Dr. Ron Brinitzer, Geschäftsführer kunststoffland NRW e.V.:
 "In Zeiten der Krise muss Politik unnötige weitere Belastungen der Wirtschaft vermeiden und durch die richtigen Weichenstellungen Chancen eröffnen."

Dr. Ralf Düssel, Evonik Industries AG:
„Die Chemieindustrie ist essentiell für Europa und Deutschland, damit die Transformation gelingt. Chemie ist der Schlüssel zur Zukunft und unser Rüstzeug für die Sicherung unserer Wettbewerbsfähigkeit.

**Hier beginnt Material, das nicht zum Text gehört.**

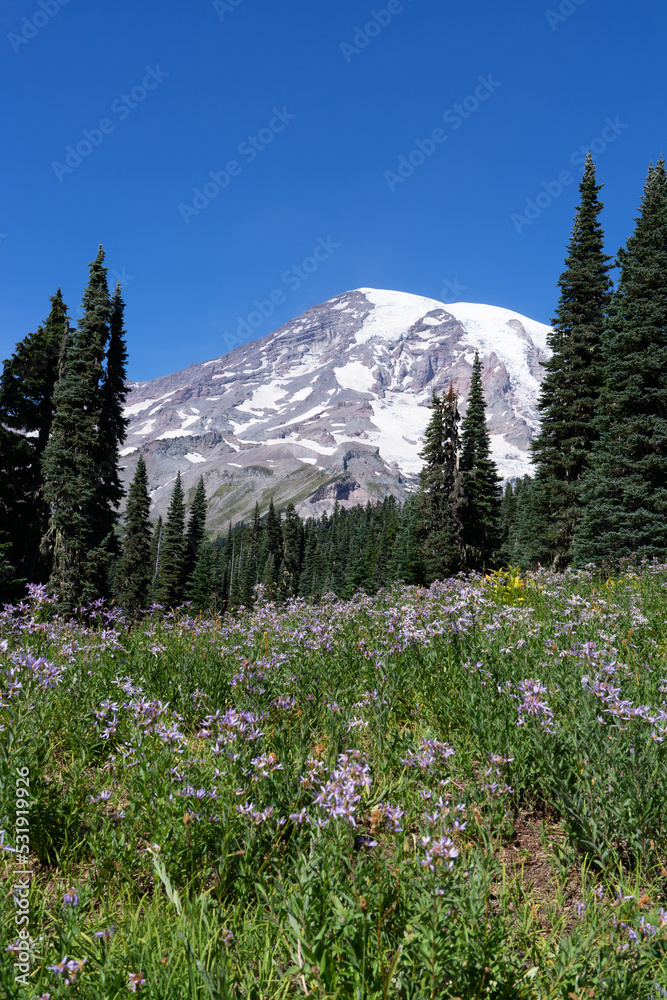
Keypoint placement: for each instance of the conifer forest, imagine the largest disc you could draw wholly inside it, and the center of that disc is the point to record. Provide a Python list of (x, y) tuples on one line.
[(404, 750)]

Um der Industrieproduktion in Europa die Klimaneutralität zu ermöglichen, bedarf es innovativer Produkte, die ressourcenschonend, zirkular, umweltfreundlich und nachhaltig sind. Der Green Deal kann auch zum Clean Deal werden,  wenn wir sauberen, grünen Produkten den Weg bereiten. Unsere Branche ist auf Politik und Regulierung angewiesen, die Chancen eröffnet und Optionen gestaltet. Verbote und Bürokratie sind der falsche Weg.“

Arndt Kirchhoff, Vorsitzender des Aufsichtsrats der KIRCHHOFF Gruppe:
"Wir müssen in der Industrie langfristig denken und planen können. Der Ausbau der Infrastruktur für die Transformation ist entscheidend und muss beschleunigt werden. Die aktuelle Politik, die sich auf Verbote stützt und den Markt außer Kraft setzt, verunsichert Unternehmen und Verbraucher gleichermaßen. Wir benötigen einen Politikstil, der auf Technologieoffenheit setzt, Innovationen ermöglicht und den Markt entscheiden lässt, statt ständig einzugreifen. Die Fokussierung sollte auf Infrastrukturausbau, Kostensenkung und Technologieförderung liegen, um eine effektive, technologieoffene und wirtschaftsfreundliche Umweltpolitik zu gestalten."